Conhecido por sua inteligência e pelas tiradas impagáveis, Roberto Campos cunhou uma expressão para ironizar as desculpas dadas depois de um determinado fracasso. Para o economista e diplomata (1917-2001), de acordo com essa narrativa, a derrota é apenas uma questão de “sucesso mal explicado”. Com o mesmo espírito negacionista, membros do governo federal saíram a campo após a realização do primeiro turno das eleições fazendo um esforço para reinterpretar o resultado. Para eles, a esquerda, ou seja, o PT e os partidos aliados, teve um “crescimento significativo”. Segundo os círculos políticos não contaminados pelo viés governista e os analistas independentes, houve de fato uma escalada, só que na direção contrária.
É inegável o avanço da direita no país, conclusão que se sustenta por uma série de evidências. No segundo turno, em algumas capitais, ambos os finalistas estão nesse campo, a exemplo de Curitiba, onde a vitória será decidida entre Eduardo Pimentel (PSD) e Cristina Graeml (PMB). Cinco dos seis partidos que mais elegeram prefeitos no primeiro turno são de centro-direita ou direita. Siglas como o PL, de Valdemar Costa Neto, estão entre as que obtiveram um expressivo crescimento. Trata-se de um reflexo direto de uma inclinação que vem se acentuando nos últimos anos, fruto de um eleitorado mais conservador.
O tamanho dessa onda não significa que a batalha para 2026 está resolvida, com as forças de esquerda fora do páreo. Esse campo mostrou força em locais como Rio de Janeiro, onde a reeleição de Eduardo Paes (PSD) ocorreu dentro de uma aliança com o PT. A sigla disputa ainda o segundo turno em São Paulo, ao lado de Guilherme Boulos (PSOL), nome bancado pelo presidente Lula. Boulos tem pela frente a difícil missão de superar o prefeito Ricardo Nunes (MDB), mas uma eventual vitória da esquerda na cidade terá um impacto enorme no xadrez político.

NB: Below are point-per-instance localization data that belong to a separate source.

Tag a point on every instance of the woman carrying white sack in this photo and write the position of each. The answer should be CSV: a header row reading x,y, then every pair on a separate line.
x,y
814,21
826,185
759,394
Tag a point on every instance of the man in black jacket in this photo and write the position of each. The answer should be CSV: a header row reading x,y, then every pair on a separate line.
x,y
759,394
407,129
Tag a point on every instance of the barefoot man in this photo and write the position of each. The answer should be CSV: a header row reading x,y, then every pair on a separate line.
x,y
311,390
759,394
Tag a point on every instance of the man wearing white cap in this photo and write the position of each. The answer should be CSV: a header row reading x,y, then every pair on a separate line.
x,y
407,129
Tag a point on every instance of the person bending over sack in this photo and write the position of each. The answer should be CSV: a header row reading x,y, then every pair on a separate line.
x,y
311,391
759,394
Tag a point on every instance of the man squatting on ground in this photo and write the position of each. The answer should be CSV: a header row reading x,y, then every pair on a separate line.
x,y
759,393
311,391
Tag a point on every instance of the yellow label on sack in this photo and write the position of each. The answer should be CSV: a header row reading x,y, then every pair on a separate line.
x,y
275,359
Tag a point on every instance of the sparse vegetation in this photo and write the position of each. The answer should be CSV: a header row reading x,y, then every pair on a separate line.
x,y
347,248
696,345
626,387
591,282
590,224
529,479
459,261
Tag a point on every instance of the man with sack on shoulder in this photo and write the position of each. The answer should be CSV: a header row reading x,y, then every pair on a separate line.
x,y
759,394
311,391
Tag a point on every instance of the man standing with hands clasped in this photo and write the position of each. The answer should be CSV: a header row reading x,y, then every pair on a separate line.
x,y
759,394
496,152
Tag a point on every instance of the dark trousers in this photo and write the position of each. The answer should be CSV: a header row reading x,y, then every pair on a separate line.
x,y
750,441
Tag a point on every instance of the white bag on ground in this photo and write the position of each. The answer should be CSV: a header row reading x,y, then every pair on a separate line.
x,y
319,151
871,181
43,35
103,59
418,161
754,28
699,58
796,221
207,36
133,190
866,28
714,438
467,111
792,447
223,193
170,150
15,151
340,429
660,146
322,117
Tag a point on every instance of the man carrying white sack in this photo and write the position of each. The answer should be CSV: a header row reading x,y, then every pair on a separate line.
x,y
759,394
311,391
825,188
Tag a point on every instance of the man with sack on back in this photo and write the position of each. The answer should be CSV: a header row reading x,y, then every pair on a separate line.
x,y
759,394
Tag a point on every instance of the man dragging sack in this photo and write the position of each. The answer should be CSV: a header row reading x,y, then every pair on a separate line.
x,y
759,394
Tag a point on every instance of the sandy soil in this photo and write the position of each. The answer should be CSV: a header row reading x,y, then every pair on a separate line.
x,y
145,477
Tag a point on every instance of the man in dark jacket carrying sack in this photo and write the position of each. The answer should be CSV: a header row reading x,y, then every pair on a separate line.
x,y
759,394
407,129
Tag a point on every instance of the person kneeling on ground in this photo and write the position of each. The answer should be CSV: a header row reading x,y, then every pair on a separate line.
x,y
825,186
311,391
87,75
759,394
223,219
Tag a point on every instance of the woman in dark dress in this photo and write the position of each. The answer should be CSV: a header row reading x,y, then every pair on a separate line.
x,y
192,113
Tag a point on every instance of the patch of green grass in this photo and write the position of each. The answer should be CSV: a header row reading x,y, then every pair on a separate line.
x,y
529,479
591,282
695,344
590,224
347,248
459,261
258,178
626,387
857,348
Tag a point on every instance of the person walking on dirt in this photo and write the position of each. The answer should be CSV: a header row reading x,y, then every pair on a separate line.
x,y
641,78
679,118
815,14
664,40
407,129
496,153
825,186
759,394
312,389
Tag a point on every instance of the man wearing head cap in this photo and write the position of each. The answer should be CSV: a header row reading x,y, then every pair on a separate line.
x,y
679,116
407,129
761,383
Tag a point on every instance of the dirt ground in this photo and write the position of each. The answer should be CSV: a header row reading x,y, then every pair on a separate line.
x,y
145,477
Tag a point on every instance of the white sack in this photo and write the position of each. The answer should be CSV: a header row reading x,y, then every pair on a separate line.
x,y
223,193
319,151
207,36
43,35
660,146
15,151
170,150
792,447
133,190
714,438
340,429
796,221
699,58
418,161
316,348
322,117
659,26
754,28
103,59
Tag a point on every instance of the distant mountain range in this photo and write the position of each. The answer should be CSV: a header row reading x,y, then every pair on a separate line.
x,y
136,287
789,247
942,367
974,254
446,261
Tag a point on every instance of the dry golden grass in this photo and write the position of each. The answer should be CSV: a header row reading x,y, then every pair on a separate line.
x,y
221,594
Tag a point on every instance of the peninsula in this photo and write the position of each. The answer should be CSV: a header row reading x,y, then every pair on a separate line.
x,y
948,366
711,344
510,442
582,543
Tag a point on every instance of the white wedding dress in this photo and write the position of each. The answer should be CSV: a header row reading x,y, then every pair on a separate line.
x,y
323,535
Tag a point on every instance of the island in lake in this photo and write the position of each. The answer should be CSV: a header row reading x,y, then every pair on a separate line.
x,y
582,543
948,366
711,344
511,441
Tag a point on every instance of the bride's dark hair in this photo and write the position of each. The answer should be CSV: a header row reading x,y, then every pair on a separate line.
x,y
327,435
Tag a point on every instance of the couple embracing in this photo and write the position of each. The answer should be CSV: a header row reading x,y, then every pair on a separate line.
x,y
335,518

Embora tenha muito que comemorar, a própria direita enfrenta também desafios, que vão além da conquista de outras vitórias no segundo turno. A ascensão de novos personagens, cujo exemplo máximo foi Pablo Marçal (PRTB) em São Paulo, escancara de vez as possibilidades de divisão num campo em que parecia haver somente uma única liderança, a do ex-presidente Jair Bolsonaro. O conjunto de matérias especiais desta edição traz análises das questões principais levantadas pelo pleito e bastidores das movimentações desencadeadas após a divulgação dos resultados. Até aqui, felizmente, exceto as agressões e baixarias vistas em alguns debates, com destaque para o episódio da cadeirada em São Paulo, as eleições transcorreram dentro da normalidade. Esse saudável exercício democrático sempre traz ao país a esperança de mudanças para melhor. Que elas sejam efetivas e contrariem a sina de um Brasil que não perde a oportunidade de perder oportunidades, outra frase famosa de Roberto Campos.